Real-Time Data Assessment with Parallel Computing

For online data inspection, evaluation, and control it is desirable to process the raw data as fast as possible. This results in challenging demands for bandwidth and computation power. We propose to address this issue by establishing an appropriate parallel computing infrastructure: a) CPU clusters; b) GPUs. We propose to develop an extensible set of library functions to meet the requirements of the different application fields. The goal is to develop a stack of software tools, which allow rapid development and deployment of a large range of parallel data processing algorithms. A candidate for a universal implementation language might be OpenCL, a standard for programming parallel architectures.

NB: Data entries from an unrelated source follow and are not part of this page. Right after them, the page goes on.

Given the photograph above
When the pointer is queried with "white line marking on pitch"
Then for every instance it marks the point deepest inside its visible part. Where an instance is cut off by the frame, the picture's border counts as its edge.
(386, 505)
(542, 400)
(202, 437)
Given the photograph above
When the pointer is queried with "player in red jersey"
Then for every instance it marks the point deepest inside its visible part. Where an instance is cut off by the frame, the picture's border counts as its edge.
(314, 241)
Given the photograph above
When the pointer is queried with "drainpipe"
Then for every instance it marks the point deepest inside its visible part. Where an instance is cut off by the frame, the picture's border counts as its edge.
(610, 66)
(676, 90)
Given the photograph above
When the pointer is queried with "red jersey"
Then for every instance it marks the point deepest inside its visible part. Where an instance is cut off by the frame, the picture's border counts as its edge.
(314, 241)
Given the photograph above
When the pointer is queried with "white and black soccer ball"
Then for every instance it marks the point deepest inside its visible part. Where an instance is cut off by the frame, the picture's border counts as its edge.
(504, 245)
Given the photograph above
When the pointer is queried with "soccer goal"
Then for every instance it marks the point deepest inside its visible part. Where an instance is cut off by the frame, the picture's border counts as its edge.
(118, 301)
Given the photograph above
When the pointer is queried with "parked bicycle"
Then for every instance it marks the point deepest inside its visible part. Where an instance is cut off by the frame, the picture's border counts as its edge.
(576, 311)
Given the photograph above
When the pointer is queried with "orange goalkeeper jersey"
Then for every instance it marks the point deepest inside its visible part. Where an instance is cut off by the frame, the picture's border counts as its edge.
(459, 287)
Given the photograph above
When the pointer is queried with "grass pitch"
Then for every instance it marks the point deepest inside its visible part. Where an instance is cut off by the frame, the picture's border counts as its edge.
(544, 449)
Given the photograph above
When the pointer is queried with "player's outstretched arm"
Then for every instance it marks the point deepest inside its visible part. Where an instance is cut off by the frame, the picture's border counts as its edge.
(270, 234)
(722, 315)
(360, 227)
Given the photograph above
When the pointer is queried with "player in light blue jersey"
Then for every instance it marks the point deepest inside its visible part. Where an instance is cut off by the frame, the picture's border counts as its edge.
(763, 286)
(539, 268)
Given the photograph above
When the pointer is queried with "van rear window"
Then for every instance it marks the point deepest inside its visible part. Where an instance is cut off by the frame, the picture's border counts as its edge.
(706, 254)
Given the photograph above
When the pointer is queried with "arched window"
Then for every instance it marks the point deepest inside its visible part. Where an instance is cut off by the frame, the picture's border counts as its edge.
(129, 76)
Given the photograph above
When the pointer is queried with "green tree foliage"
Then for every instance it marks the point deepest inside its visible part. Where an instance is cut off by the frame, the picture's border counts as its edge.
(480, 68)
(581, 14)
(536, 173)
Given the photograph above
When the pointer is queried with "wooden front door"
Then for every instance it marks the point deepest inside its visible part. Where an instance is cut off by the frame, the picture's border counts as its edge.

We propose a three layer structure: the first layer implements the core part of the stack which is a set of APIs which would automate the usage of the defined data streams and computing platforms. This shall include: the access to standard data formats, transportation to the processing units, decompression and display of results. The next layer is a collection of parallel primitives for image processing and numerical computation using parallel architectures. The top level of the framework should structure the development process. A task scheduler should distribute the computation tasks between available GPU and CPU cores. The developer is expected to provide only the processing, visualization, and quality check plugins, while everything else is automated by the framework. In parallel this task will propose suitable parallel computing platforms. The hardware needs to be highly modular to meet the very different resource requirements for the application fields. If the data transfer is the limiting factor a solution within a single standard PC will be preferable. An alternative to CPU clusters is modern graphic processors (GPU), which are being used more and more in scientific computing. Each GPU provides up to 240 cores with in sum 1 TFlops. There have been solutions published with up to 13 GPUs and 12 TFlops in a single PC. For comparison: conventional CPUs like AMDs Opterons reach up to about 4 GFlops/core. Thus a conventional setup with 16 cores and ~60 GFlops total can be accelerated by a factor of 100 or more. The challenge will be to apply the outlined framework for a parallel computing architecture to the task of real-time data assessment.